Back in 1973 median house prices and rents across Australia’s capital cities looked like this: Sydney – $27,400, rent $26 per week Melbourne – $19,800, rent $19 per week Brisbane – $17,500, rent $17 per week Adelaide – $16,250, rent $15 per week Perth – $18,850, rent $18 per week Canberra – $26,850, rent $26 per week Hobart – $15,200, rent $14 per week

So, if you used that time machine, at those prices you could probably buy any house in the capital city of your choice on your credit card.

Two problems

Firstly, credit cards weren’t around in Australia in those days – the BankCard was only introduced in 1974 and…

For those looking to buy a home back then, houses prices were very, very expensive.

According to the Australian Bureau of Statistics, the average weekly wage in 1973 was $111.80.

Save MoneyCoreLogic’s Hedonic price index for October 2021 shows the following median house values:

Sydney – $1,311,641 Melbourne – $962,250 Brisbane – $709,136 Adelaide – $575,949 Perth – $548,351 Canberra – $956,119 Hobart – $704,321

A few other things have changed.

Back in 1973, the standard variable interest rate on your loan was around 7.5%, so your repayments on a median price Sydney home would be have been around $40 a week or around 35% of your weekly wage if you could borrow 100% of the property value and paid interest only.

Of course, back then you couldn’t.

The banks required you to pay a minimum 25% deposit, you had to pay back principal and interest and the banks did not accept your wife’s income in calculating your serviceability.

Today, the average wage is $1,737.10 according to the ABS and you’re likely to have an interest rate with a 2 in front of it.

This means servicing a mortgage is not the problem, even for many first home buyers – saving a deposit is.
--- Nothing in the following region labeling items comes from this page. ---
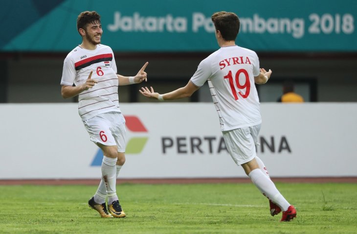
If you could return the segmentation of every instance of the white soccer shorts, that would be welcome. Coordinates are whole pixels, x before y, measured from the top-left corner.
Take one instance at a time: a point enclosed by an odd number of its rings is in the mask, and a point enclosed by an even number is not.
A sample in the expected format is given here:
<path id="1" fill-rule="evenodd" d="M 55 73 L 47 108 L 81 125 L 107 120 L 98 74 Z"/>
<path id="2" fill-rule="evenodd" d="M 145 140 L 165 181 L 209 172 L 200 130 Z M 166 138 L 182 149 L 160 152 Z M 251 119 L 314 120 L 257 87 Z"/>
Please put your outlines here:
<path id="1" fill-rule="evenodd" d="M 119 112 L 103 113 L 84 121 L 85 127 L 95 144 L 116 145 L 118 152 L 125 152 L 125 119 Z"/>
<path id="2" fill-rule="evenodd" d="M 261 125 L 222 132 L 227 150 L 237 165 L 253 160 L 257 156 L 255 145 Z"/>

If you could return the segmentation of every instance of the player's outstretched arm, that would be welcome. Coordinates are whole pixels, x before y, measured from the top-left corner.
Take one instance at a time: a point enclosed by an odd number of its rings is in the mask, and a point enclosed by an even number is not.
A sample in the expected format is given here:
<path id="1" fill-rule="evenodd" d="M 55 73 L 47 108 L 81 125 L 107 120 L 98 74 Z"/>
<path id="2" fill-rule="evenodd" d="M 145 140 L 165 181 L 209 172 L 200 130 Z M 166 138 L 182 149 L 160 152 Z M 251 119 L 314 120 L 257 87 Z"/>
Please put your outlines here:
<path id="1" fill-rule="evenodd" d="M 189 81 L 185 87 L 161 95 L 158 93 L 155 93 L 152 87 L 150 87 L 150 89 L 149 89 L 147 87 L 141 87 L 141 90 L 139 90 L 139 92 L 148 98 L 163 101 L 176 100 L 191 97 L 199 88 L 199 87 L 196 86 L 191 81 Z"/>
<path id="2" fill-rule="evenodd" d="M 265 84 L 270 78 L 272 72 L 273 72 L 270 69 L 267 72 L 264 68 L 261 68 L 259 75 L 254 77 L 254 82 L 258 84 Z"/>
<path id="3" fill-rule="evenodd" d="M 144 70 L 148 64 L 149 62 L 146 62 L 134 77 L 124 77 L 120 75 L 117 75 L 118 79 L 119 79 L 119 85 L 127 85 L 128 84 L 141 83 L 144 80 L 147 81 L 148 80 L 148 75 Z"/>

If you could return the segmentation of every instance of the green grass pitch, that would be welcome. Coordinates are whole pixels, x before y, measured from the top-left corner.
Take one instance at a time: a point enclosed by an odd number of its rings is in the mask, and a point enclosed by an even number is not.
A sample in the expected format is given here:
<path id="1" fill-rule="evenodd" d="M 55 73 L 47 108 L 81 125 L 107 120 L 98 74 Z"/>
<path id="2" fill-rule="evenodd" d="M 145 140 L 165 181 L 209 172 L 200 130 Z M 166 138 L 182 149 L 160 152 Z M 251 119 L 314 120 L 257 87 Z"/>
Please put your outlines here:
<path id="1" fill-rule="evenodd" d="M 117 185 L 124 218 L 88 205 L 93 186 L 0 186 L 1 234 L 357 233 L 357 184 L 276 183 L 297 211 L 270 215 L 252 184 Z"/>

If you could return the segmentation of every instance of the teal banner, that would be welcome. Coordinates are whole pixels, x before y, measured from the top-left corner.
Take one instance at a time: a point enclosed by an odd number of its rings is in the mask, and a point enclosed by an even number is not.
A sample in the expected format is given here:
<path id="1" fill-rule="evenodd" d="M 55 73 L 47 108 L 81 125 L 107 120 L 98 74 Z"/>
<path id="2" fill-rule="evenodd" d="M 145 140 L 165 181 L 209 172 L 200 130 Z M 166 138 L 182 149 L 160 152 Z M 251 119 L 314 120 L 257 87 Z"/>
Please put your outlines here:
<path id="1" fill-rule="evenodd" d="M 357 52 L 355 0 L 1 0 L 2 52 L 69 52 L 78 15 L 101 15 L 102 43 L 116 52 L 217 49 L 211 16 L 237 14 L 236 43 L 255 51 Z M 3 35 L 5 36 L 3 36 Z"/>

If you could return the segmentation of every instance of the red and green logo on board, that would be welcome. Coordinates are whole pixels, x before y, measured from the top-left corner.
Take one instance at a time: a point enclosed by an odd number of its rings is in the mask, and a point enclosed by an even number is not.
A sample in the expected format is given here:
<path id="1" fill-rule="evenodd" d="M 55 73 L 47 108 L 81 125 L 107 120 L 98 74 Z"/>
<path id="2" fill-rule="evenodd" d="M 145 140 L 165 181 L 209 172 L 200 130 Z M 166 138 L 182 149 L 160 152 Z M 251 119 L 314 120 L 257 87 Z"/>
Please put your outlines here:
<path id="1" fill-rule="evenodd" d="M 148 132 L 144 124 L 137 117 L 124 116 L 127 129 L 134 134 L 142 134 Z M 140 154 L 144 149 L 149 138 L 147 136 L 133 136 L 129 139 L 125 149 L 126 154 Z M 98 149 L 90 166 L 96 166 L 102 165 L 103 152 Z"/>

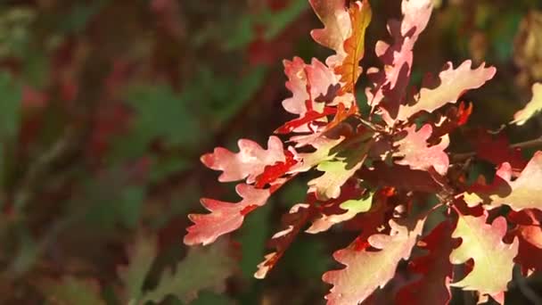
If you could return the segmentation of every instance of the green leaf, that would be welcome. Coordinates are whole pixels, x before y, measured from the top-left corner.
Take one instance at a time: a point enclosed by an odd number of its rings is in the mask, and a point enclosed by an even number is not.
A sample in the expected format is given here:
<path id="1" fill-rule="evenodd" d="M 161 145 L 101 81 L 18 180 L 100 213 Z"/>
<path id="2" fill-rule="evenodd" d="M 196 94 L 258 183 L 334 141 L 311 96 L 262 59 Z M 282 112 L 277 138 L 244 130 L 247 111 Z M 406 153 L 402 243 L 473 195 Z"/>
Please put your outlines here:
<path id="1" fill-rule="evenodd" d="M 156 237 L 140 234 L 127 250 L 128 264 L 118 269 L 124 287 L 124 300 L 127 304 L 136 304 L 142 295 L 144 282 L 157 255 Z"/>
<path id="2" fill-rule="evenodd" d="M 497 218 L 486 224 L 488 212 L 480 217 L 459 214 L 452 237 L 461 237 L 461 245 L 450 254 L 453 264 L 463 264 L 471 258 L 474 268 L 461 281 L 452 286 L 489 294 L 496 300 L 503 298 L 506 284 L 512 280 L 513 258 L 518 253 L 518 239 L 512 244 L 503 243 L 506 234 L 506 220 Z"/>

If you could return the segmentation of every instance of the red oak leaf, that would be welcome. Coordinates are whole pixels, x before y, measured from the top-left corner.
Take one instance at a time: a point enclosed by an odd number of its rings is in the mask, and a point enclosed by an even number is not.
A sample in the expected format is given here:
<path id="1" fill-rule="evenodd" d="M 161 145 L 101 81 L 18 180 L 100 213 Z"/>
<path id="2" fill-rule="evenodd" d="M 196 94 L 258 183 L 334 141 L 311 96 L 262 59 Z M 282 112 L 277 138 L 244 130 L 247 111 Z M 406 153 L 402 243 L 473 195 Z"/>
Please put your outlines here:
<path id="1" fill-rule="evenodd" d="M 313 10 L 324 23 L 324 29 L 313 29 L 310 36 L 318 44 L 344 54 L 344 41 L 350 37 L 351 25 L 344 0 L 309 0 Z"/>
<path id="2" fill-rule="evenodd" d="M 482 129 L 476 129 L 470 136 L 479 158 L 495 165 L 508 162 L 514 173 L 519 174 L 527 165 L 520 148 L 510 147 L 503 134 L 494 136 Z"/>
<path id="3" fill-rule="evenodd" d="M 433 305 L 449 302 L 449 284 L 453 276 L 453 266 L 449 261 L 454 249 L 452 230 L 451 224 L 443 221 L 418 242 L 428 253 L 413 259 L 408 267 L 410 271 L 421 274 L 422 278 L 409 283 L 398 292 L 397 304 Z"/>
<path id="4" fill-rule="evenodd" d="M 439 144 L 428 146 L 427 140 L 432 132 L 431 126 L 426 124 L 420 130 L 415 129 L 415 125 L 405 128 L 406 136 L 397 142 L 398 150 L 395 153 L 395 156 L 403 158 L 395 162 L 408 165 L 412 169 L 428 170 L 432 167 L 444 176 L 449 166 L 448 154 L 444 152 L 449 144 L 448 136 L 444 136 Z"/>
<path id="5" fill-rule="evenodd" d="M 344 83 L 342 92 L 354 92 L 354 86 L 362 72 L 359 61 L 365 54 L 365 29 L 371 22 L 373 12 L 367 0 L 363 4 L 357 1 L 350 5 L 349 10 L 352 32 L 350 37 L 344 41 L 344 51 L 346 57 L 341 65 L 335 67 L 335 73 L 341 76 L 341 81 Z"/>
<path id="6" fill-rule="evenodd" d="M 533 271 L 542 270 L 542 211 L 539 210 L 523 210 L 510 211 L 508 219 L 517 224 L 515 229 L 509 234 L 512 240 L 517 236 L 520 241 L 518 255 L 513 261 L 521 266 L 523 274 L 529 275 Z"/>
<path id="7" fill-rule="evenodd" d="M 194 224 L 186 229 L 188 234 L 185 236 L 185 244 L 209 244 L 218 236 L 236 230 L 242 224 L 246 214 L 266 204 L 271 195 L 269 190 L 258 189 L 245 184 L 237 185 L 235 190 L 242 197 L 237 203 L 201 199 L 201 204 L 210 213 L 188 215 Z"/>
<path id="8" fill-rule="evenodd" d="M 542 210 L 542 151 L 537 152 L 520 177 L 512 181 L 512 166 L 503 163 L 497 171 L 493 184 L 489 187 L 476 185 L 468 194 L 465 201 L 470 206 L 487 202 L 488 209 L 508 205 L 514 210 L 523 209 Z"/>
<path id="9" fill-rule="evenodd" d="M 397 120 L 406 120 L 420 111 L 432 112 L 448 103 L 456 103 L 464 92 L 480 87 L 497 72 L 494 67 L 486 68 L 484 63 L 472 70 L 472 64 L 471 61 L 465 61 L 454 69 L 448 62 L 439 75 L 439 84 L 422 88 L 414 105 L 401 105 Z"/>
<path id="10" fill-rule="evenodd" d="M 212 153 L 204 154 L 201 158 L 208 168 L 223 171 L 218 177 L 220 182 L 237 181 L 246 177 L 247 183 L 251 184 L 264 172 L 266 166 L 286 161 L 283 142 L 276 136 L 269 137 L 267 150 L 247 139 L 241 139 L 237 144 L 240 149 L 237 153 L 217 147 Z"/>
<path id="11" fill-rule="evenodd" d="M 381 105 L 381 112 L 389 124 L 398 114 L 399 104 L 410 79 L 412 69 L 412 50 L 418 36 L 429 22 L 432 11 L 431 0 L 404 0 L 401 10 L 403 20 L 390 21 L 388 31 L 393 37 L 393 45 L 383 41 L 376 43 L 375 53 L 384 65 L 384 69 L 371 68 L 367 76 L 373 87 L 365 90 L 367 101 L 373 108 Z"/>
<path id="12" fill-rule="evenodd" d="M 364 168 L 357 174 L 374 186 L 424 193 L 436 193 L 441 189 L 441 184 L 430 172 L 404 165 L 389 166 L 383 161 L 375 161 L 371 168 Z"/>
<path id="13" fill-rule="evenodd" d="M 515 238 L 512 244 L 503 243 L 506 233 L 506 219 L 503 217 L 488 225 L 487 211 L 480 217 L 457 214 L 457 226 L 452 237 L 461 237 L 462 243 L 450 254 L 450 261 L 456 265 L 472 259 L 474 268 L 452 286 L 478 291 L 481 295 L 490 295 L 498 301 L 503 299 L 506 285 L 512 280 L 518 240 Z"/>
<path id="14" fill-rule="evenodd" d="M 416 237 L 422 233 L 423 220 L 409 229 L 390 220 L 390 235 L 377 234 L 368 243 L 376 251 L 357 250 L 355 244 L 333 253 L 333 258 L 346 265 L 341 270 L 328 271 L 322 278 L 333 287 L 325 296 L 328 305 L 358 304 L 378 287 L 383 287 L 395 275 L 401 260 L 410 257 Z"/>
<path id="15" fill-rule="evenodd" d="M 256 278 L 264 278 L 283 257 L 293 239 L 307 223 L 316 215 L 317 210 L 311 204 L 299 203 L 292 207 L 290 212 L 283 217 L 283 227 L 285 228 L 276 233 L 269 241 L 268 246 L 275 249 L 267 254 L 264 261 L 258 265 Z"/>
On the other hand, many established homeowners have significant equity in their homes and today’s low-interest rates make it easy to upgrade to better accommodation.

Sure APRA is trying to slow our markets down, but there’s still plenty of momentum left in this property cycle.

As a property investor, you need to take a long-term outlook and it will be interesting to see what property values will be in 50 years’ time.

However, if I could go back in time there are 2 lessons I would tell my younger self…

1. There are always risks associated with investing.

Don’t be afraid of failing, because the biggest risk is not doing anything to protect your financial future.

Sometimes negative experiences, mistakes, and failures can be even better than success because they teach you something new which another win could never teach you.

However, we are often so driven to get things right that we fail to see the value in the things we get wrong.

Instead, we spend our time wishing we had done it differently.

Or not doing anything at all because of the fear of making mistakes paralysing us.

If you get it wrong, learn from your mistake and make it count by doing it differently next time.

One “failure” can – with time – help you create many successes.

2. Don’t waste your time worrying.

Most things you fear will happen, never do.

They’re just monstering your mind.

And if they do happen, they’ll most likely be not as bad as you expected.

Time spent worrying is time that you could spend identifying opportunities and taking action.